My first takeaway here is to always look at product decisions through this lens of time. Why is this important now? What else is happening in the product or with competitors that could hinder this? Are we putting too much effort into this too soon?

My second takeaway is to rethink the concept of shipping all together. We sometimes put too much importance on shipping, when deciding not to do something is often the harder, and smarter, decision—and should be celebrated. With so much weight on shipping The Big Thing, we forget how important it is to work incrementally. If it felt like we threw a lot of work away, did we bite off more than we could chew?

And last, it has taught me the importance of storytelling, documentation, and leaving a record of your work. People come and go from companies, but good ideas remain. Leaving time capsules of your thinking and learnings will ensure that your ideas live on.

5. I don’t know what I don’t know

I’ve onboarded many people into the company, and have noticed that after a few months it is common for new employees to start prefacing their questions with “I should probably know the answer to this, but…” Generally, there is absolutely no reason why they would know the answer to the thing they’re asking about. After about a year or two they come to realize that the vastness of information is unlearnable, and the frustration shifts to how hard things are to find. It is not until year three or four that people let go of all expectations of knowing and surrender to the fact that they don’t, and will never, have the answers.
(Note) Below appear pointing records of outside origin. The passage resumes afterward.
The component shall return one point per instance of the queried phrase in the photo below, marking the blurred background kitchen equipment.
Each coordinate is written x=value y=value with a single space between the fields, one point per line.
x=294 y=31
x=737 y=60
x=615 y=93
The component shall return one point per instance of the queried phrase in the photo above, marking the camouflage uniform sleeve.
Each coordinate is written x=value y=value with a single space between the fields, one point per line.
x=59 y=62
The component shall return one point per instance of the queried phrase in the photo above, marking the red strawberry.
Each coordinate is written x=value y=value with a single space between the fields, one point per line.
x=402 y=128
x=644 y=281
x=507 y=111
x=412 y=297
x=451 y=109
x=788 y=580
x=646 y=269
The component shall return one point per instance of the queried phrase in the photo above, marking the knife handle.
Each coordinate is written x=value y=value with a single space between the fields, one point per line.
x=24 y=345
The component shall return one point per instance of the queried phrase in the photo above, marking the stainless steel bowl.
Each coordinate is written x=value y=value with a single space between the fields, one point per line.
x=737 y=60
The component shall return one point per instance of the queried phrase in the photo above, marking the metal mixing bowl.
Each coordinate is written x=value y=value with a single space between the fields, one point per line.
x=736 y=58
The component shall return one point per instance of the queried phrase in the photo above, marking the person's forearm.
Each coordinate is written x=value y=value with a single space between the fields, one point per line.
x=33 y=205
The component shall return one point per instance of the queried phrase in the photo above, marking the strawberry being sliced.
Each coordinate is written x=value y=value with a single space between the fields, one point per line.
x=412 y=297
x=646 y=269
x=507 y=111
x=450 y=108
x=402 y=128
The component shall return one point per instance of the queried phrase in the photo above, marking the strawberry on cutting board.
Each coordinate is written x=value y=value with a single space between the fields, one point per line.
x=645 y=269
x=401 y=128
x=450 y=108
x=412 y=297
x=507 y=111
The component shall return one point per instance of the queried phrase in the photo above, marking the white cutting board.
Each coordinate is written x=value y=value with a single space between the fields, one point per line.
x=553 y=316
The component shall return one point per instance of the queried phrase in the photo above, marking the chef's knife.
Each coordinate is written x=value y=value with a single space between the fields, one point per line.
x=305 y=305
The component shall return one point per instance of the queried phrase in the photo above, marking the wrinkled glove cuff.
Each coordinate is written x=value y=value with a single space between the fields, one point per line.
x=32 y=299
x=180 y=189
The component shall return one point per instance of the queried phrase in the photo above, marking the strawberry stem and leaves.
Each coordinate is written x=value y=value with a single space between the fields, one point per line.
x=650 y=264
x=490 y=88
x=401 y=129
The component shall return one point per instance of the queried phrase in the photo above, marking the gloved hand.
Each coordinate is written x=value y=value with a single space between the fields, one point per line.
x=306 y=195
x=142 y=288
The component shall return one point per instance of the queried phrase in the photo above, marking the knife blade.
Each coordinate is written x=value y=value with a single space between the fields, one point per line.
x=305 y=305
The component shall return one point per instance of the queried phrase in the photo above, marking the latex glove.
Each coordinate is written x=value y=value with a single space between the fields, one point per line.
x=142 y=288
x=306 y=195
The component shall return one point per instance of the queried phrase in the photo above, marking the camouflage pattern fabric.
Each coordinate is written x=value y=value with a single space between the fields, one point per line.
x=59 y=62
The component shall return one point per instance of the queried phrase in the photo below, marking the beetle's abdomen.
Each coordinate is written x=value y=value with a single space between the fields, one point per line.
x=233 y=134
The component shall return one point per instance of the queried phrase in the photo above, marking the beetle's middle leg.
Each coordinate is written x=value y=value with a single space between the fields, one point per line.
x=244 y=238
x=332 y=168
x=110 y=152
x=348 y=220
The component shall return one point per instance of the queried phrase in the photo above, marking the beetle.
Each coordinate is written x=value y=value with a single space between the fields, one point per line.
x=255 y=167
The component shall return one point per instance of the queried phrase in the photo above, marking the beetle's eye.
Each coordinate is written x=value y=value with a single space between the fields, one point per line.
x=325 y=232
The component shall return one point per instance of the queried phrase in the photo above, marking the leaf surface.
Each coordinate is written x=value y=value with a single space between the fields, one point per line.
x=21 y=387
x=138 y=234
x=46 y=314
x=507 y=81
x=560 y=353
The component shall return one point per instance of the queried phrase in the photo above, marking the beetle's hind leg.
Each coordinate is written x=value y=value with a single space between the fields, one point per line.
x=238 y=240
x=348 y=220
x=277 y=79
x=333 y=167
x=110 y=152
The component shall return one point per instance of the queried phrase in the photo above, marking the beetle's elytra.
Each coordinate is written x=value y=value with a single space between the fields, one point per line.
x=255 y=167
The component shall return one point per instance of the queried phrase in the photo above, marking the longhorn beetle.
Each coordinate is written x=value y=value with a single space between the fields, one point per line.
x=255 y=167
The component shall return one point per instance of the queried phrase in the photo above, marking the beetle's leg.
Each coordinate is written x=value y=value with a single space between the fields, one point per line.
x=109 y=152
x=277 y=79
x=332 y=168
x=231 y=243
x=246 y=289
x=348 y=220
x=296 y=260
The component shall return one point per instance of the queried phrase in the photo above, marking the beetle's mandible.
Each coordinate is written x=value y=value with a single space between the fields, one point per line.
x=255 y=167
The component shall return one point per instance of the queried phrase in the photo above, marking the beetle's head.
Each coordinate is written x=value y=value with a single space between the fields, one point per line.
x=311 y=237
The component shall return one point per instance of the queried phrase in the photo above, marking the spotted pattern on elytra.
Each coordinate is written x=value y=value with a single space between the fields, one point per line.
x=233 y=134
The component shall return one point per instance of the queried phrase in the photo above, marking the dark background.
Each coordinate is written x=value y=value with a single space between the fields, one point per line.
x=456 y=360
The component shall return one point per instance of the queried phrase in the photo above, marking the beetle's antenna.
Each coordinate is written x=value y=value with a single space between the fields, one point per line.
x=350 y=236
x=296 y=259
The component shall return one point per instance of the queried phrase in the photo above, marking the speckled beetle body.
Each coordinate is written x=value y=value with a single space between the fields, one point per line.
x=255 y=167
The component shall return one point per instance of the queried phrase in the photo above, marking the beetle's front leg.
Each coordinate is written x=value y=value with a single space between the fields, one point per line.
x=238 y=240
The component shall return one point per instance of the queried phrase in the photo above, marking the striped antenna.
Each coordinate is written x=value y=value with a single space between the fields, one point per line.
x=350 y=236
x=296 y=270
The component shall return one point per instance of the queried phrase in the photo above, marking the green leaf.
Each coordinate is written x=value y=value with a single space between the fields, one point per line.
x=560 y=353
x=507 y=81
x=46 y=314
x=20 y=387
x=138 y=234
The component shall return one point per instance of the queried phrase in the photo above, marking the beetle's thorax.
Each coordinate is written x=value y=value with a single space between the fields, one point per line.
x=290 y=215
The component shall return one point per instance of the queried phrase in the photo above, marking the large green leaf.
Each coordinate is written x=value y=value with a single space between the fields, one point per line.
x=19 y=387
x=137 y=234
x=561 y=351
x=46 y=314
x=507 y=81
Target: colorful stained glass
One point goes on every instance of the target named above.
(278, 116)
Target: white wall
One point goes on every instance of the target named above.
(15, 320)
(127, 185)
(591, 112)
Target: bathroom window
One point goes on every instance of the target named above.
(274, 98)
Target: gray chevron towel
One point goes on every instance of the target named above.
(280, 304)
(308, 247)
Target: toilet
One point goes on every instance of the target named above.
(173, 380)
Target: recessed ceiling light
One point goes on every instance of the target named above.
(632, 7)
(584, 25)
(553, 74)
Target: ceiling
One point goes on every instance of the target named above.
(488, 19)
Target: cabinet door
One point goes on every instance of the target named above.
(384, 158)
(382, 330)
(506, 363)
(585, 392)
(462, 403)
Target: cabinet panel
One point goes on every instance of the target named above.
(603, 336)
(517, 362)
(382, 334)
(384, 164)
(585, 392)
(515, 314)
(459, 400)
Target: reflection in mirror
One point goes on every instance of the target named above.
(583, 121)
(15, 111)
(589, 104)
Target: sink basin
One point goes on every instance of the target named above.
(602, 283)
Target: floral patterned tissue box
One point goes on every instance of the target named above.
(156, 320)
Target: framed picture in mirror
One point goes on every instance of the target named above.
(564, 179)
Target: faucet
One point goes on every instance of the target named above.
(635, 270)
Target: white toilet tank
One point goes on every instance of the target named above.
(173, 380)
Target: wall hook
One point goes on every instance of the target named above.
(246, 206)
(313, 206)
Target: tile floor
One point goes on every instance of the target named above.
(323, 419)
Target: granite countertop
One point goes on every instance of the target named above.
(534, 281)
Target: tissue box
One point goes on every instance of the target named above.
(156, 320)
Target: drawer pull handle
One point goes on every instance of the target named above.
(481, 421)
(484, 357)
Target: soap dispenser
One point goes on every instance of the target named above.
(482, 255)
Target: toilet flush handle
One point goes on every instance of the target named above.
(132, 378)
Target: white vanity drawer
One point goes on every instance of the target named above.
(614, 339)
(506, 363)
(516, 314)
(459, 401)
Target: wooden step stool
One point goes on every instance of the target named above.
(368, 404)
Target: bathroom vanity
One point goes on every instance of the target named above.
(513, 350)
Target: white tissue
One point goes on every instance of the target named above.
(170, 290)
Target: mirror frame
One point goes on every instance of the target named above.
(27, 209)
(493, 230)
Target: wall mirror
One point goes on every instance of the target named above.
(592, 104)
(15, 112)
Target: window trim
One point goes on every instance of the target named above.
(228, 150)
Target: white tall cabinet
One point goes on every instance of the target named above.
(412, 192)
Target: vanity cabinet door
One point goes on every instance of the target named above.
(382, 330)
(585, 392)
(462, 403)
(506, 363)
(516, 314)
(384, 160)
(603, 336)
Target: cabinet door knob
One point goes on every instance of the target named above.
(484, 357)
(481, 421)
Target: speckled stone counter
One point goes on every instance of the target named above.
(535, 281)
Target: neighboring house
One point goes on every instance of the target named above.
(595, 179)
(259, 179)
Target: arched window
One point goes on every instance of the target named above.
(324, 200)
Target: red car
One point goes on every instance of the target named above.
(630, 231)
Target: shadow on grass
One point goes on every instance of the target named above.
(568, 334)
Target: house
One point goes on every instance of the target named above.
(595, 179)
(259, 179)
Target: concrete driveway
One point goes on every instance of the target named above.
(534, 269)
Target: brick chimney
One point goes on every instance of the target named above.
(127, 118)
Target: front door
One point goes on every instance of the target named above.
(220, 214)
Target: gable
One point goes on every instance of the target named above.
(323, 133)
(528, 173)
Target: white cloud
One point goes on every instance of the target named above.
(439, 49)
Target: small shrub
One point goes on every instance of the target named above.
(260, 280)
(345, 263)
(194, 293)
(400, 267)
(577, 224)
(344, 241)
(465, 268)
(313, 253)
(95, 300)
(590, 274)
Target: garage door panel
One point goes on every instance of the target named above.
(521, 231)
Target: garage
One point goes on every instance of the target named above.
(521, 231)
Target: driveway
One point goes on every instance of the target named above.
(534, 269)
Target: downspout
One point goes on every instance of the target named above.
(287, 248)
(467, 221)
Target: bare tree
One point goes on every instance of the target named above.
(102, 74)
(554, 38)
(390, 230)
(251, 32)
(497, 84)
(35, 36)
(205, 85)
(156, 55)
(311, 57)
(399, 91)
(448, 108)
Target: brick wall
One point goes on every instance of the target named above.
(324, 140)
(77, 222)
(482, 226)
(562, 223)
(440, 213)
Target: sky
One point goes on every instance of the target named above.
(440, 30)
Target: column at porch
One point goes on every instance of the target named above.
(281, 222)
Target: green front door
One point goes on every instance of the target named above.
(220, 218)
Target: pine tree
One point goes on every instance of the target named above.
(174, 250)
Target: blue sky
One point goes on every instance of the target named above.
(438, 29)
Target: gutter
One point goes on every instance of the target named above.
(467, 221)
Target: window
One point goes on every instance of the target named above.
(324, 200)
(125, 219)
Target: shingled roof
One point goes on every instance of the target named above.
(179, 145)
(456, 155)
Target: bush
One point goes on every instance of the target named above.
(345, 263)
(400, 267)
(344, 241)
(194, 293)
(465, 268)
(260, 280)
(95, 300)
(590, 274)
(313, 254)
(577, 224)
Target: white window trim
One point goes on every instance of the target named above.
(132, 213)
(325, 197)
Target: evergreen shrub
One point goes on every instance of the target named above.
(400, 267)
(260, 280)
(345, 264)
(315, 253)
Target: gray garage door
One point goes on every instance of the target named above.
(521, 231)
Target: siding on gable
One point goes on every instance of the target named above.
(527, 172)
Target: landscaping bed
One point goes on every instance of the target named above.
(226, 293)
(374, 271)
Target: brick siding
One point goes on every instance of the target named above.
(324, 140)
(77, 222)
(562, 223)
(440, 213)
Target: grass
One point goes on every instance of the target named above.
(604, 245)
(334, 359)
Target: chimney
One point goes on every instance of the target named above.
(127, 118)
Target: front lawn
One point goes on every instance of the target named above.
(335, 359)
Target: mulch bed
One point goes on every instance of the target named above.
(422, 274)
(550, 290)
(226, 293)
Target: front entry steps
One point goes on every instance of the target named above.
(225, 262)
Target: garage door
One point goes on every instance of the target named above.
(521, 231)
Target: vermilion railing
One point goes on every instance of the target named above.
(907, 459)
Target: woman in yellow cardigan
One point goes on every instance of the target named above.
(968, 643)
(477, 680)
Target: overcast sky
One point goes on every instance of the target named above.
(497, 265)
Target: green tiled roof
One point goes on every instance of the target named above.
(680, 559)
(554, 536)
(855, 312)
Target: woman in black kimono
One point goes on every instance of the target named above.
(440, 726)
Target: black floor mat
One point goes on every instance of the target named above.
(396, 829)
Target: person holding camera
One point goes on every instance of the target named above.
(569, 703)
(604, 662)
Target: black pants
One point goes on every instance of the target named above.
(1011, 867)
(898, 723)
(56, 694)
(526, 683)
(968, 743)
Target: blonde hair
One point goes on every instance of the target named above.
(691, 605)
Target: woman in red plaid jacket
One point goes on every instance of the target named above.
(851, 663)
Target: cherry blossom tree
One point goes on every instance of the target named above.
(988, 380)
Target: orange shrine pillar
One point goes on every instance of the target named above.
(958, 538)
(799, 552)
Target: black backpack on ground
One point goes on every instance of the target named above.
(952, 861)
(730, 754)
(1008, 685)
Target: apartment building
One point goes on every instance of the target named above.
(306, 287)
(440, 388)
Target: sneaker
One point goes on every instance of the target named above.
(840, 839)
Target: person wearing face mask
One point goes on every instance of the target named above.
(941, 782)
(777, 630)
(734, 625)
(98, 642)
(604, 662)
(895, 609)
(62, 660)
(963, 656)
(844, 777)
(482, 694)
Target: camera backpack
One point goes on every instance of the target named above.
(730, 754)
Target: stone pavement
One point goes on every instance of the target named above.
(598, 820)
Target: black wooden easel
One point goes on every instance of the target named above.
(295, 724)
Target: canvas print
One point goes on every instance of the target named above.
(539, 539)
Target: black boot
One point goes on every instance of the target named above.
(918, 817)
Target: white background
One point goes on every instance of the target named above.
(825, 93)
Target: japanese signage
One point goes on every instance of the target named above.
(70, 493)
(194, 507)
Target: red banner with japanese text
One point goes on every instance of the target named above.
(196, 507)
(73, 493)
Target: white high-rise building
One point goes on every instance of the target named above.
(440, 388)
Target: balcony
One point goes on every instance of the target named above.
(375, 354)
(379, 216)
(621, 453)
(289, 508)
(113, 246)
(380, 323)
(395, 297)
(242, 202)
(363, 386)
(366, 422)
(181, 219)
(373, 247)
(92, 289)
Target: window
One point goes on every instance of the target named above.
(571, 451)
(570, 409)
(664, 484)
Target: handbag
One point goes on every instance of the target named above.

This is a freeing milestone to hit. It allows you to have a beginner’s mindset without the self-consciousness of being an actual beginner. Freely admitting that you don’t know the answers allows you to explore, and to bring others along with you.

It also changes how you see others. I suddenly realized that no one else really knew what they were doing either. We’re all imposters, figuring it out together.

6. Run towards fear

There have been many work opportunities I’ve been faced with over the last 6 years that have terrified me: Becoming a manager for the first time. Delivering difficult feedback. Pushing back against leadership. Switching orgs. Taking on more responsibility.

The same goes for outside of work too. Traveling to new places outside my comfort zone. Moving to new states. Deciding whether or not to have a child. Setting goals that I’m not sure I’ll meet.

There’s a quote I love, which is “fear is excitement without breath”. Usually when I feel fear, it’s excitement in disguise. I try to lean into that feeling. I breathe and assess what the worst that could happen if I run towards it. Usually that worst case scenario is not as bad as what my body is telling me.

This can be on a smaller scale too. By nature, I am a very non-confrontational person. But I’ve found that usually if the thought of a conversation makes me anxious, it means it is a conversation that is worth having.

One of Max’s (previous VP of Design) many memes was “Hard choice, easy life. Easy choice, hard life”. Decisions that feel scary in the moment almost always pay off. The things in my life that I am most proud of have started with this feeling. Go towards it, do hard things.